Will Ervin showed up soon after that, and I didn’t argue with him when he offered to follow me home. He’d bought the basic story we’d told him at the Pequot, which included everything but Patrick’s knife. That’d be too much for the cops to ignore. As much as I hated it, I needed Patrick out on the streets, free to act. I didn’t know enough yet. Even if he easily made bail, he’d just go to ground.
So I told Ervin I understood why Robbie’s boys would be sore at me, and that I was hoping we could just forget about the whole thing. Ervin shared Sullivan’s zeal to protect his North Sea flock, though with a guileless, forthright style of his own. It took some convincing for him to let it go, aided by a promise that I’d report everything to Sullivan in the morning.
He hung in the driveway while I checked the house then took a brisk walk with me to look around Amanda’s. It was still dark and empty.
I kept Eddie in the house that night, shutting him off from his secret door. He didn’t seem to care. Especially since I let him up on the bed, which I normally didn’t do. Mostly because he usually snored, or acted out his dreams with twitches and weird little barks, which would fill my own dreams with phantasms, or wake me up and leave me lying there for an hour or two at the mercy of whatever litany of dreads thrust themselves on my weakened state, suspended between uneasy wakefulness and nightmarish sleep.
ELEVEN
JACKIE SWAITKOWSKI NEVER MET a piece of 8?-by-11-inch paper she didn’t cherish or seek to preserve for all eternity.
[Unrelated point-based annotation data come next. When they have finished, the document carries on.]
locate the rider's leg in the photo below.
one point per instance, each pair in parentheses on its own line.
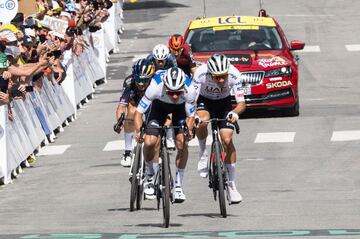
(151,152)
(129,127)
(169,133)
(181,158)
(230,162)
(202,132)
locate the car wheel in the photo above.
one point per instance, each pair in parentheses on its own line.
(292,111)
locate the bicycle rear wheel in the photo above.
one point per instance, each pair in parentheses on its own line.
(134,177)
(220,179)
(165,177)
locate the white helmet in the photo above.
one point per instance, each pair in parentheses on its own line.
(161,52)
(218,64)
(174,79)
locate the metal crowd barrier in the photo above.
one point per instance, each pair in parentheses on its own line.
(31,122)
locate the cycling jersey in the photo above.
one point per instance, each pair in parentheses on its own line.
(170,62)
(157,90)
(185,60)
(130,92)
(208,88)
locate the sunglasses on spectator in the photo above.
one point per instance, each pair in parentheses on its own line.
(174,93)
(218,77)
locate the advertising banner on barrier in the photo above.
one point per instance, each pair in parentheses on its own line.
(55,24)
(3,146)
(8,10)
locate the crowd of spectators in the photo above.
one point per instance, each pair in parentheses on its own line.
(30,49)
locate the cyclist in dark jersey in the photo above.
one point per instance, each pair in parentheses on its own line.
(182,52)
(162,58)
(133,90)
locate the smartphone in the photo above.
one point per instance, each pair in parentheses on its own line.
(14,92)
(3,84)
(42,38)
(29,88)
(57,54)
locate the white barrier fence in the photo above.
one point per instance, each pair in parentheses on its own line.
(26,124)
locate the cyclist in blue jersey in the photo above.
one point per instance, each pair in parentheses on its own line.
(170,92)
(133,90)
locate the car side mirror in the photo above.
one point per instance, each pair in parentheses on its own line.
(296,45)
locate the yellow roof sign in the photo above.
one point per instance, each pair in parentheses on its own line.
(232,21)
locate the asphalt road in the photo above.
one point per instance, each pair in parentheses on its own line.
(306,186)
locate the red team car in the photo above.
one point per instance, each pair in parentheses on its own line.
(258,47)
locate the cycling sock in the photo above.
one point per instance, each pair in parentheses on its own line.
(169,134)
(155,167)
(231,171)
(128,140)
(179,177)
(149,170)
(203,150)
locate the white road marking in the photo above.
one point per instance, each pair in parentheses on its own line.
(275,137)
(311,49)
(254,159)
(54,150)
(353,47)
(116,145)
(347,135)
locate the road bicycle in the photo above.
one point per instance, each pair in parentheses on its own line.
(218,176)
(164,183)
(137,175)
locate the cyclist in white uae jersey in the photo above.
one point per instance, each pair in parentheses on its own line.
(169,92)
(214,82)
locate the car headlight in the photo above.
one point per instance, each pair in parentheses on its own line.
(282,71)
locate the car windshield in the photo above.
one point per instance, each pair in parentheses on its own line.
(230,39)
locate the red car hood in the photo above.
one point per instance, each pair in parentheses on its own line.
(249,60)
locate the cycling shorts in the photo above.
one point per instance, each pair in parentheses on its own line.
(217,109)
(158,113)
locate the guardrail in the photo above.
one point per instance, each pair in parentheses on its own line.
(28,124)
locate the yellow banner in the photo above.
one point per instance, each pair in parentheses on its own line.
(232,21)
(222,28)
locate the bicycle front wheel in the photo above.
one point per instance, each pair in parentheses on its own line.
(220,179)
(134,177)
(165,177)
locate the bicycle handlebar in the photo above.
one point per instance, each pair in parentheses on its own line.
(236,125)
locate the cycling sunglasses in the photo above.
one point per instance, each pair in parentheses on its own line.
(174,93)
(218,77)
(177,52)
(142,80)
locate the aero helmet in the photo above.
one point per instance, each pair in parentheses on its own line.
(143,70)
(174,79)
(218,64)
(160,52)
(176,42)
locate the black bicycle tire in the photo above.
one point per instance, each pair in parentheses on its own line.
(166,187)
(220,177)
(134,181)
(140,187)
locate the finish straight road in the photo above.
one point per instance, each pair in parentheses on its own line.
(306,183)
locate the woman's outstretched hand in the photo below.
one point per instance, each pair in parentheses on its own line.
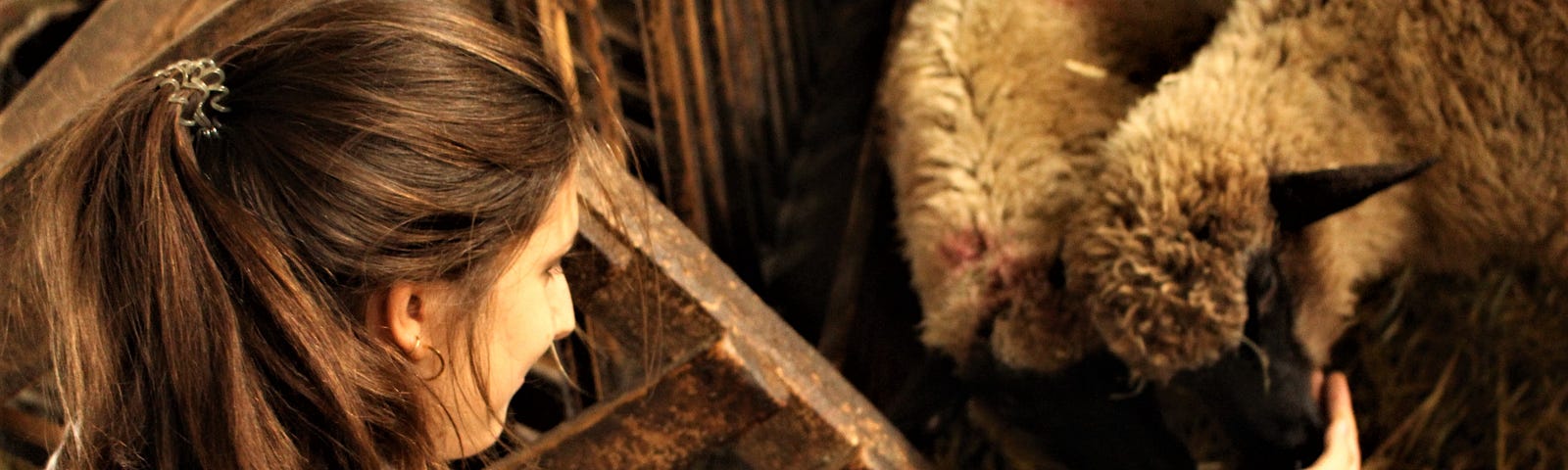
(1341,443)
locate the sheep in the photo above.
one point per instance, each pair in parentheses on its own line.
(1309,148)
(992,110)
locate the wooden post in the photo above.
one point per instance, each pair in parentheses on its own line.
(694,367)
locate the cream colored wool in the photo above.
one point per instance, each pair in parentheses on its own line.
(1294,85)
(984,122)
(992,110)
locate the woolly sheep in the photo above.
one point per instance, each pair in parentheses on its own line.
(992,110)
(1298,110)
(992,107)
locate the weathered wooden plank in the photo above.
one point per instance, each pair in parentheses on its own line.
(82,70)
(706,341)
(143,35)
(663,423)
(637,231)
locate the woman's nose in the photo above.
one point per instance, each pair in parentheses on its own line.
(562,310)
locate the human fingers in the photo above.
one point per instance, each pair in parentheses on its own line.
(1343,448)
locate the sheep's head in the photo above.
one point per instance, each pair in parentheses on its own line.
(1176,258)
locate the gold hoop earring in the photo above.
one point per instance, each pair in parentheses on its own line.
(441,357)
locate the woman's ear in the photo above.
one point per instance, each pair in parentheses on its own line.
(400,313)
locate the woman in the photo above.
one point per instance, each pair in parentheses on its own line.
(333,247)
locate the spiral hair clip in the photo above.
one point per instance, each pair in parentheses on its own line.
(203,80)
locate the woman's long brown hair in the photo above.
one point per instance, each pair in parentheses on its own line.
(206,294)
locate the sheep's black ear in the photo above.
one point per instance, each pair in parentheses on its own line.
(1305,198)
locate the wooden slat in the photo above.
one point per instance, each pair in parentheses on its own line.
(796,397)
(674,344)
(75,75)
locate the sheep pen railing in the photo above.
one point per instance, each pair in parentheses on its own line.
(682,362)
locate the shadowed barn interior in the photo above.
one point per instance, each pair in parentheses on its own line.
(752,294)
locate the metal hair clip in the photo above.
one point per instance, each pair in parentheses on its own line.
(200,78)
Sometimes filed in a manila folder or stuffed in a big envelope, or functioning as a structural unit within one of the towering stacks of documentation that rose like volcanic eruptions from every horizontal surface in every room of her house, and even more frighteningly in the glassed-in rear porch she called her office.
Over time, the paper piles began to merge with other classes of printed material—magazines, newspapers, continuing education course descriptions from Southampton College—creating a tangled mass within which lurked material objects of entirely different composition—CDs, Christmas wreaths, used plastic dinner plates, hookahs and bongs, triple-decker skirt hangers, framed watercolors. As these piles coalesced, mountain ranges rose, swallowing up coffee tables and sideboards, engorging spare closets and bedrooms, twisting through the house, the strata folding and contorting in a domestic diastrophism that eventually formed the component parts into an unrecognizable concretion.
All of which escaped Jackie’s notice until the day her computer keyboard dropped in her lap, having slid off the desk on the crest of a breaking wave of Victoria’s Secret catalogs.
Her solution was to take the computer and move to a rented office above an antique shop on Montauk Highway in Watermill. Looking around the place only a week into her occupancy, and making a rough estimate of available cubic footage, I gave it about a year before she’d be searching for more capacious accommodations. As of now, however, there was an upholstered love seat to sit on, facing a set of leather club chairs, and a coffee table in between to rest your feet.